Intracranial and Extracranial Systemic Complications with Alteplase vs Tenecteplase among Large Vessel Occlusion Stroke Patients Undergoing Thrombectomy
Veronica Bohl1, Tyler Bielinski1, Kelsey Kline1, Grant Badger1, Prateeka Koul2, Anthony Noto2, Clemens Schirmer2, Philipp Hendrix2
1Geisinger Commonwealth School of Medicine, 2Geisinger Medical Center
Objective:
To compare rates of intracranial hemorrhages (ICH) and extracranial systemic complications between Tenecteplase (TNK) and Alteplase (TPA) in large vessel occlusion stroke (LVOS) patients referred for thrombectomy.
Background:
Adverse events following intravenous thrombolysis (IVT) include ICH, extracranial bleeding complications, and systemic complications such as angioedema.
Design/Methods:
We conducted a retrospective review of acute ischemic stroke patients (>18 years) treated with IVT and emergent endovascular treatment (EVT) between January 2020 and May 2024 (n=280). Patients were divided into two cohorts based on thrombolytic agent received: TNK (n=181) or TPA (n=99). Intracranial hemorrhage was classified according to the Heidelberg Bleeding Classification. Rates of any ICH, parenchymal hematomas types 1 and 2 (PH type 1 and 2), subarachnoid hemorrhage (SAH), and symptomatic ICH (sICH) were assessed.

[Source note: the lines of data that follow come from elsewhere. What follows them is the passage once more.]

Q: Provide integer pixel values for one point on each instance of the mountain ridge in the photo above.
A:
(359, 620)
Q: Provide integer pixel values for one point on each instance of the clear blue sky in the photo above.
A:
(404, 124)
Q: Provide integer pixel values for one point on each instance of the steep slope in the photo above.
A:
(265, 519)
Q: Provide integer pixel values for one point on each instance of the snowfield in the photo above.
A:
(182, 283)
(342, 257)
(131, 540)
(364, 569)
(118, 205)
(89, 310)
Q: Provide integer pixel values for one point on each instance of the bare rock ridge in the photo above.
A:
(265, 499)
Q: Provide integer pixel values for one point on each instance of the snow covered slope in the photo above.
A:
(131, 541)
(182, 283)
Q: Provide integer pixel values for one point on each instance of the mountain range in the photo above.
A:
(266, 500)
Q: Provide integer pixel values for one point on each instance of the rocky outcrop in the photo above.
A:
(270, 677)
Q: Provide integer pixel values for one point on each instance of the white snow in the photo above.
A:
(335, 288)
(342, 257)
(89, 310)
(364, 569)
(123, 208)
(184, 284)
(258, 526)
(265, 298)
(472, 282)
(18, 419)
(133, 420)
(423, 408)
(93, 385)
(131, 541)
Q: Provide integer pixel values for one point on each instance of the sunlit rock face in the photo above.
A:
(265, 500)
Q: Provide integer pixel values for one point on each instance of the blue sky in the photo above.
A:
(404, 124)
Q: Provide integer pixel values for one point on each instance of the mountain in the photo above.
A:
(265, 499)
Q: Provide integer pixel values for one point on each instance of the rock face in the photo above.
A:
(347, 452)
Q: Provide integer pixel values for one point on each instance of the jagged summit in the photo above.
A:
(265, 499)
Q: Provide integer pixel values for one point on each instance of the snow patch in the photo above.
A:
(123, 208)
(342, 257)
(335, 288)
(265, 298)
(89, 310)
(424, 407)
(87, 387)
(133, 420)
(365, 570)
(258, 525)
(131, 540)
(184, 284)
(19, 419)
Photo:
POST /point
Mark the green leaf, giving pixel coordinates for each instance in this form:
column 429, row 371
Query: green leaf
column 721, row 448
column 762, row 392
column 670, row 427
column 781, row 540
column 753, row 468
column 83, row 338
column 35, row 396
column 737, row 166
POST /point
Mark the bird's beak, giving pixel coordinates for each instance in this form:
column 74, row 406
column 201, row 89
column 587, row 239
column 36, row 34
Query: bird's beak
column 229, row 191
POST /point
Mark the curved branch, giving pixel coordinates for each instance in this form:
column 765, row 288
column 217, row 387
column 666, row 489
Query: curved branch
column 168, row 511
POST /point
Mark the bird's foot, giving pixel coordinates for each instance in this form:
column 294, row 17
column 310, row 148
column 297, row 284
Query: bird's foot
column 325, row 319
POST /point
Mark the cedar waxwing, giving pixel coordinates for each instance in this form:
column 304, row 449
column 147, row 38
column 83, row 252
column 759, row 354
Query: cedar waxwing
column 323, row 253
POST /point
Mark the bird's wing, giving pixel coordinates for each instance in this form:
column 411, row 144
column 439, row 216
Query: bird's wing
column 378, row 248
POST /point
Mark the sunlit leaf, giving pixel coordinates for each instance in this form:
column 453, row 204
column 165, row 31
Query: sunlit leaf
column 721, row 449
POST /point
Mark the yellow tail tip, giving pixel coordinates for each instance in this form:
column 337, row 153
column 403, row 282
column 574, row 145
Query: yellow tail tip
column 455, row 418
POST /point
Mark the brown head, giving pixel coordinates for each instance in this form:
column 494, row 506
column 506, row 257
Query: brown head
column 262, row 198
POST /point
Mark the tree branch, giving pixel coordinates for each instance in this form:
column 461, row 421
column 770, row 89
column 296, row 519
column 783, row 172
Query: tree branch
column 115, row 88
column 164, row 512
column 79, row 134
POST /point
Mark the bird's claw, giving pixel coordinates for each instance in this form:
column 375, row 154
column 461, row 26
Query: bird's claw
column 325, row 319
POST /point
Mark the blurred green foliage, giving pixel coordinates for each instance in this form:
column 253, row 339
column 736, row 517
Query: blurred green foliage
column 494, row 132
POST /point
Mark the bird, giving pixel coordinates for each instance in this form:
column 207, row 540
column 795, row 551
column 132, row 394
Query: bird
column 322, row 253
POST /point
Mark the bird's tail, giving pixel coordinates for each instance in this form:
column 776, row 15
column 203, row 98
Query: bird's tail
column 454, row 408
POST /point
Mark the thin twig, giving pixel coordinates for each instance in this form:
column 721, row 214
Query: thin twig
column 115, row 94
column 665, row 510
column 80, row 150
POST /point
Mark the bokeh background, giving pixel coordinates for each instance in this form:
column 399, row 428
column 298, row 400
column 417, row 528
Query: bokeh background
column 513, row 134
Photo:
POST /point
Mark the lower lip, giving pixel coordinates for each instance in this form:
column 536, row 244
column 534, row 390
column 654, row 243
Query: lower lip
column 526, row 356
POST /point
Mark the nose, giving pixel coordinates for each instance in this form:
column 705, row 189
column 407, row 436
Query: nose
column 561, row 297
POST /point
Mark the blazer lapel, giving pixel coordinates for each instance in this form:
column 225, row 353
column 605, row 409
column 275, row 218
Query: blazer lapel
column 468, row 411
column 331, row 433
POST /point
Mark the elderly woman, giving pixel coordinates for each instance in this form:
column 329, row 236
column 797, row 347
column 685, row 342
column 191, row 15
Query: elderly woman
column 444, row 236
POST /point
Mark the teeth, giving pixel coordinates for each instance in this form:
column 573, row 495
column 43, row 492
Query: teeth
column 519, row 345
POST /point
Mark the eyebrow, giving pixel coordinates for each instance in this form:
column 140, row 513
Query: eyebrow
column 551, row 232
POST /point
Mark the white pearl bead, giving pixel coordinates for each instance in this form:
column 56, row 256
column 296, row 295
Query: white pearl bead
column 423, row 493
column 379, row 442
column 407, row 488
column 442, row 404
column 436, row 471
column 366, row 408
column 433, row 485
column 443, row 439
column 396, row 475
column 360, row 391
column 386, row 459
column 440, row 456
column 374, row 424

Systemic complications included access-site hematomas, retroperitoneal hematoma, gastrointestinal bleeding, and angioedema. Comparative statistical analyses were performed to evaluate complication rates across the two thrombolytic groups.
Results:
Of the 280 patients, 181 (64.6%) received TNK and 99 (35.4%) received TPA. Any ICH was observed in 43.4% of TPA and 38.9% of TNK cases (p=0.524). PH type 1 and 2 occurred in 13.1% of TPA and 12.8% of TNK cases (p=1.000). SAH was noted in 6.1% of TPA and 7.2% of TNK cases (p=0.808). sICH occurred in 2.0% of TPA and 2.8% of TNK patients (p=1.000). Multivariable analysis showed no significant association between thrombolytic type and occurrence of any ICH, PH, SAH, or sICH. Access-site hematomas were comparable between TNK (9.8%) and TPA (6.4%) (p=0.343). No retroperitoneal hematoma or gastrointestinal bleeding was reported. Angioedema was observed in 2.0% of TPA and 1.1% of TNK patients (p=0.616). 
Conclusions:
The rates of intracranial hemorrhage and systemic complications were comparable between TNK and TPA groups. Therefore, TPA and TNK appear to have similar safety profiles in LVOS patients undergoing EVT.